Questa volta sarebbe stato diverso. Questa volta li avrebbe stupiti tutti. Era stufo di essere surclassato da quel beota in latex verde.
Ad un suo gesto impercettibile le luci a sole celtico della sala cominciarono ad affievolirsi. Un faro ad occhio di bue lo inquadrò e il segretario cominciò il suo discorso:
«Vivere in maniera decorosa ha il suo prezzo.

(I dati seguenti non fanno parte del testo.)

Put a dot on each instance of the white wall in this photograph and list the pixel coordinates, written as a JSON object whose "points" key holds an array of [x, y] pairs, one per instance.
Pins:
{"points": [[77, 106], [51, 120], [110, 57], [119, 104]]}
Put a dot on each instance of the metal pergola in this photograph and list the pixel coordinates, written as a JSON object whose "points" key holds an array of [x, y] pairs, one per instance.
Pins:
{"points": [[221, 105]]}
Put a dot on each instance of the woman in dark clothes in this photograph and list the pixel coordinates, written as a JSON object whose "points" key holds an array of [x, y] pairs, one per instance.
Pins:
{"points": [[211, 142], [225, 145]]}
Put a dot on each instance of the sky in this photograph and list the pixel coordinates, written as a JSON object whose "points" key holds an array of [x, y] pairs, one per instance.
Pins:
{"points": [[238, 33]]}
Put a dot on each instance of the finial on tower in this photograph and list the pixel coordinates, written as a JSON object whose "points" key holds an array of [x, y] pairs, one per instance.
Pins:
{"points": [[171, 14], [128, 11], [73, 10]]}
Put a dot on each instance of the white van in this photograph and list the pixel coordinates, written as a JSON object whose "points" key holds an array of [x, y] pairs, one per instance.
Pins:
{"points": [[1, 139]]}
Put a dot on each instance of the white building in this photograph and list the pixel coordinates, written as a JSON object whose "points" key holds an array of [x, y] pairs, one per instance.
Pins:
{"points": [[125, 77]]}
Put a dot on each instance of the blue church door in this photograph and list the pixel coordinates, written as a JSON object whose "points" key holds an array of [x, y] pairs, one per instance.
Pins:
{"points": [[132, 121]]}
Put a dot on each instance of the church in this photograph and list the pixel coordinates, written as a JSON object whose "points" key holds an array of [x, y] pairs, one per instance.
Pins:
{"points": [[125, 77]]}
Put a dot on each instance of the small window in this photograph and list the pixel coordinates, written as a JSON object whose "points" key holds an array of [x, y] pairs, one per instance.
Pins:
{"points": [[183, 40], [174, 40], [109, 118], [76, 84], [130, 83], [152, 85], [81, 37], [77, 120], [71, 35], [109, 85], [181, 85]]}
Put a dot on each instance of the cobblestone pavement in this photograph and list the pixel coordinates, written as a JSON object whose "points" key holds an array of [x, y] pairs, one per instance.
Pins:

E comporta assumersi le proprie responsabilità».
L’incipit aveva qualcosa di epocale, qualcosa che lasciava presagire un passaggio storico. E infatti il segretario fece una pausa ad effetto. La sala ammutolì. La mandibola del sindaco rimase spalancata in posizione uno: volitiva.
«La carenza cronica di spazi reclusi per arginare il fenomeno dell’infezione sociale, prevenendo così l’insorgenza e la diffusione della malattia nel corpo sano, rischia di mettere in ginocchio il nostro diritto alla sicurezza e all’ordine. Il vecchio concetto egualitario, retaggio di un mito relativista, per cui la libertà è un diritto di tutti – e non appannaggio solo di chi se la può permettere – è stato definitivamente confutato dalle moderne teorie neo-frenologiche. I danni causati dal pensiero indifferenzialista sono sotto gli occhi di tutti, e la cronaca nera dimostra quanto vi sia di malsano nel considerare l’altro, il diverso, sostanzialmente portatore sano di compatibilità ambientale».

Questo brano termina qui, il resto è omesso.